Bamboo Shoots: Many Thai recipes call for bamboo shoots. To prepare bamboo shoots for cooking, you will need to peel them. Then boil the white stalks in water for 30 minutes. You can boil canned bamboo shoots for only 10 minutes. If they are to be used in soups or curries, however, boiling may not be necessary.
Basil (fresh),: There are three types that can be used in Thai cuisine; sweet, holy, and lemon. Because sweet basil is often used in western cuisine, it is easier to find. Holy basil is spicier and can be identified by its slightly purple leaves. Lemon basil is characterized by a distinct lemony smell and a lemony taste. You can substitute holy basil for lemon basil by adding chopped chili peppers and a little lemon rind.
Bergamot: Also known by kaffir lime leaves, has a mild limey flavor that goes well with Thai cuisine. This may not be possible to find so granted lime rind can be substituted, although it is not a good substitute.
You can buy chili paste in tubes or bottles at almost every supermarket. This paste is used to add flavor and spice to many dishes. A popular choice for Thai chefs is the burnt mild chili paste.
Chinese mushrooms: Chinese mushrooms are a popular addition to Thai cuisine. Many people prefer to use dried mushrooms because they are less expensive and offer the same nutritional and flavor benefits. Because of their tough nature, you will need to soak the mushrooms for at least 30 minutes in warm water before using them.
Coconut milk: You can buy coconut milk in cans anywhere. Coconut cream: If your recipe calls for coconut cream, scoop out the hardened white substance at the top of the container. Coconut milk is required, so stir the can well before you use it.
Curry Paste: Some people prefer to make their own curry pastes. However, there are many bottled curries that can be purchased at your local supermarket. Red, green, or yellow curry is the most common ingredient in most recipes.

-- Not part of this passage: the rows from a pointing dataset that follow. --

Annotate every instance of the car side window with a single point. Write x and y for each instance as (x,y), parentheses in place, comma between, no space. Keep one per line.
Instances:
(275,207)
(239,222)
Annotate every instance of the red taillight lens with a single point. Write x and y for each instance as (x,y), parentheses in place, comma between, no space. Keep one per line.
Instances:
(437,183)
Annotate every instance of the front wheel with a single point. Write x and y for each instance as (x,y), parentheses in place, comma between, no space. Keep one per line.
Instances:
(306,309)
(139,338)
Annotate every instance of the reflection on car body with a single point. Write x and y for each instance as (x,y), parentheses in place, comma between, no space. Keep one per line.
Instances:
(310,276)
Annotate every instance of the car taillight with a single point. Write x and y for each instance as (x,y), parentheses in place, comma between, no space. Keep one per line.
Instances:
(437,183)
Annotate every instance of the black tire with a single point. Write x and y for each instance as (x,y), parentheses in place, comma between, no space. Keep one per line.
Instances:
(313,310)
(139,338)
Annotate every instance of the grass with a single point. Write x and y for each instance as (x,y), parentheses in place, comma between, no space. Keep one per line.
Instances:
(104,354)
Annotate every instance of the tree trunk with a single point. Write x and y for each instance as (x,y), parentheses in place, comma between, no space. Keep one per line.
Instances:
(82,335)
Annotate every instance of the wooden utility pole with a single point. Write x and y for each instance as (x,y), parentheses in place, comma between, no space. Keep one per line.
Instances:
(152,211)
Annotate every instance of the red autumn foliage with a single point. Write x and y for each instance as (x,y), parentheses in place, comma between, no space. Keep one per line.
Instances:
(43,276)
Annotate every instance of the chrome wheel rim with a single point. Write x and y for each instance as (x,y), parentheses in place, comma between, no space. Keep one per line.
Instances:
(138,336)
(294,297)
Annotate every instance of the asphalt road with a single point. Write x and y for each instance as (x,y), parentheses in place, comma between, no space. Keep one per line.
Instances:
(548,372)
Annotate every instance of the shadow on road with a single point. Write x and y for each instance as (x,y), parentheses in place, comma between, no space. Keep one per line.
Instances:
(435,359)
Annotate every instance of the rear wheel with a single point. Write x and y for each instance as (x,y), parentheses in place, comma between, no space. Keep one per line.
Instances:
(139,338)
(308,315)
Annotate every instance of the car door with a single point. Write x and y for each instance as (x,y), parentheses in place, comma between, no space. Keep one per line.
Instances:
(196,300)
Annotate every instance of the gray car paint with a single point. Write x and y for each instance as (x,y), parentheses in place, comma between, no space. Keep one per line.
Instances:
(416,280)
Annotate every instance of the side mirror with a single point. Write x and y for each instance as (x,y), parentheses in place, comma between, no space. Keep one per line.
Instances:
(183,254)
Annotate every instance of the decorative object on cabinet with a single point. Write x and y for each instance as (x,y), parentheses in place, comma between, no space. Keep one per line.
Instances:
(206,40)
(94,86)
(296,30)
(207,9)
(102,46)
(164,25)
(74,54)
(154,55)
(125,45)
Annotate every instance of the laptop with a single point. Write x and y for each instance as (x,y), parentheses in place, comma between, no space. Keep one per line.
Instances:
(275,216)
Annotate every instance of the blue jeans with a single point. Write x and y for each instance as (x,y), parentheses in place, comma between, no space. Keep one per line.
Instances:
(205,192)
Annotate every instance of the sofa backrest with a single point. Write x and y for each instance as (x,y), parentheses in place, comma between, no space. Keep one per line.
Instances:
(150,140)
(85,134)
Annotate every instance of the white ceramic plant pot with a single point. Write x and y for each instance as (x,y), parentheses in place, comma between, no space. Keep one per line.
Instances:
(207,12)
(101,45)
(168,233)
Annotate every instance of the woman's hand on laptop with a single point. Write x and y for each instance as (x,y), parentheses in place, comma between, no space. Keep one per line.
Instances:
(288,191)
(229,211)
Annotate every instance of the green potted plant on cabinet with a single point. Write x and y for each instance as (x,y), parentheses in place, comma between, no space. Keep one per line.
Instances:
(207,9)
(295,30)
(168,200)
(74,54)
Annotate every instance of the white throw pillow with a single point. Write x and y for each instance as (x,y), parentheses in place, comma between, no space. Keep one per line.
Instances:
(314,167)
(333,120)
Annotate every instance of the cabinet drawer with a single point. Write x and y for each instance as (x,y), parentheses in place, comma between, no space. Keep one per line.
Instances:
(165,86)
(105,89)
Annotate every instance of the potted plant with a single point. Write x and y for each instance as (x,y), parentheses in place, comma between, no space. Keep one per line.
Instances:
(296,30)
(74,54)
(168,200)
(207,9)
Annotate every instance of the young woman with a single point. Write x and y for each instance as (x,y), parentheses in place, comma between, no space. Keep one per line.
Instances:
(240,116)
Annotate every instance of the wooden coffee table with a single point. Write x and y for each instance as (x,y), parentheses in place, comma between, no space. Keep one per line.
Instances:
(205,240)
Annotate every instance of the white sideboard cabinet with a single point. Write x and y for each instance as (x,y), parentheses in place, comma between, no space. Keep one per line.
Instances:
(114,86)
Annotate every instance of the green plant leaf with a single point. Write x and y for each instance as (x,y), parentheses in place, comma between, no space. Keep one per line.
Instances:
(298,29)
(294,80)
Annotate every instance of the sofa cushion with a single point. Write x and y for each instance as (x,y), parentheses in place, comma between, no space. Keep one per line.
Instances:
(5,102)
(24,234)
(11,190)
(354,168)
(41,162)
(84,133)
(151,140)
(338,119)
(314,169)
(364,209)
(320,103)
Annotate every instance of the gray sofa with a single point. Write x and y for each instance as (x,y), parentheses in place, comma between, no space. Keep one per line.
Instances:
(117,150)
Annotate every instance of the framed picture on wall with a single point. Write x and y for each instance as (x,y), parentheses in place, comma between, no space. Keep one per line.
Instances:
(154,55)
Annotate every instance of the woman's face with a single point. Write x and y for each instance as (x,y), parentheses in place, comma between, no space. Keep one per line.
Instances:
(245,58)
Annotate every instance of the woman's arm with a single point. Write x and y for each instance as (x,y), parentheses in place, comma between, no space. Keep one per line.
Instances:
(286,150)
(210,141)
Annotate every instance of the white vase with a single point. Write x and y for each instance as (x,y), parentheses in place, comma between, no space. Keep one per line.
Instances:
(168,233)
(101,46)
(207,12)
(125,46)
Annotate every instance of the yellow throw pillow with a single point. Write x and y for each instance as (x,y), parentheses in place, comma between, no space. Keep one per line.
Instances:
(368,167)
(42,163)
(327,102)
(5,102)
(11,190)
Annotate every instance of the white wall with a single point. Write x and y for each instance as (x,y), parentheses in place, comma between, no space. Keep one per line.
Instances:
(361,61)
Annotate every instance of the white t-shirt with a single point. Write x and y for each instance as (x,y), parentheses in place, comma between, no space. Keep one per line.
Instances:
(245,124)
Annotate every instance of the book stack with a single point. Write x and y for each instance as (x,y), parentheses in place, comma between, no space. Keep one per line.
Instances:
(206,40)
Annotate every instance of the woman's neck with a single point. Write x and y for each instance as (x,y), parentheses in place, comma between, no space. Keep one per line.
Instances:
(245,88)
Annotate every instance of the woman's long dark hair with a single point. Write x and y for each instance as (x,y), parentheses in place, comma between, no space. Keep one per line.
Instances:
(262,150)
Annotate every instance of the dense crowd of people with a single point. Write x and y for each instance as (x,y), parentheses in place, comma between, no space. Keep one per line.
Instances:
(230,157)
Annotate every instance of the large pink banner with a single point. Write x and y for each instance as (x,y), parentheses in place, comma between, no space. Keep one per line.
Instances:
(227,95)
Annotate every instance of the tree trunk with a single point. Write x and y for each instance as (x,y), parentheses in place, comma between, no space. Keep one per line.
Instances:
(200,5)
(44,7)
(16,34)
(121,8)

This sauce is made from the liquid left over from fermenting salt fish. It can sometimes be used to replace all of the salt in recipes. It’s very tasty and complements Thai food. You can use it in many recipes, but it’s also great for your imagination.
Galangal is a close relative of ginger and can be found in many soups and curries. It is very rare to find fresh galangal so you will need to dry it and soak it in water for at least an hour before using it.
Garlic: Thai garlic may be available in certain Asian markets. However, if it is not, you can use the Western variety. For Thai cooking, use the smaller cloves that are tighter to your garlic head. They have more flavor and won’t be overwhelmed by other herbs or spices.
Ginger: A very healthy and delicious ingredient, ginger can be found easily and is used often in modern cooking. Before it can be shredded or chopped, it must first be peeled. Fresh ginger tastes better than dried, but dried ginger can be used if necessary.
Lemon grass: One of the most common ingredients in Thai cuisine is lemon grass. The stalk is long and resembles a small leek. You should remove the hard outer part and use the bulbous lower portion. Either add the sliced pieces to your dish while it is cooking, and then remove them from the dish before you serve it. Or, blend them in a food processer so that they can be eaten with your dish.
Palm sugar: You can find palm sugar in many Asian markets, as well as in cellophane-wrapped blocks. You can substitute palm sugar with real maple syrup or dark brown sugar if it is not available.
Rice: Thai people prefer long-grain white Jasmine rice. This rice is aromatic and flavorful, and it pairs well with spicy Thai dishes.
Rice papers: These rice papers can be used to make fresh Thai spring rolls. You can find them at most food stores. You can soak the papers one at a time in warm water until they become soft and pliable. Then dry them with a paper towel and immediately use.
Sesame oil: This vegetable oil is made from pressed sesame seed oils and was originally produced in East India. This oil is very tasty and goes well with Thai cuisine.
Cooking and preparation:
Vegetables: Thai cuisine requires that vegetables are cut as finely and quickly as possible. It is believed that smaller vegetables will retain more nutrients, so it is better to chop them as small as possible.
Stir-frying: Most people are familiar with stir-frying. You should heat oil in a wok. Then add the vegetables and stir constantly. To ensure that vegetables remain crisp and brightly colored, they should be stir-fried for only a few seconds.
Mortar and Pestles: A mortar and pestle is essential for creating sauces, curry pastes, and salads.
To avoid overpowering one flavor, it is important to mince. This is why you should use a sharp knife.
Roasting and grinding spices. When you add spices to your Thai dishes, make sure to roast each one individually in a pan. Once they crackle and turn brown, continue to heat them until they are browned. After each spice has been roasted, they should be finely ground in a food processor.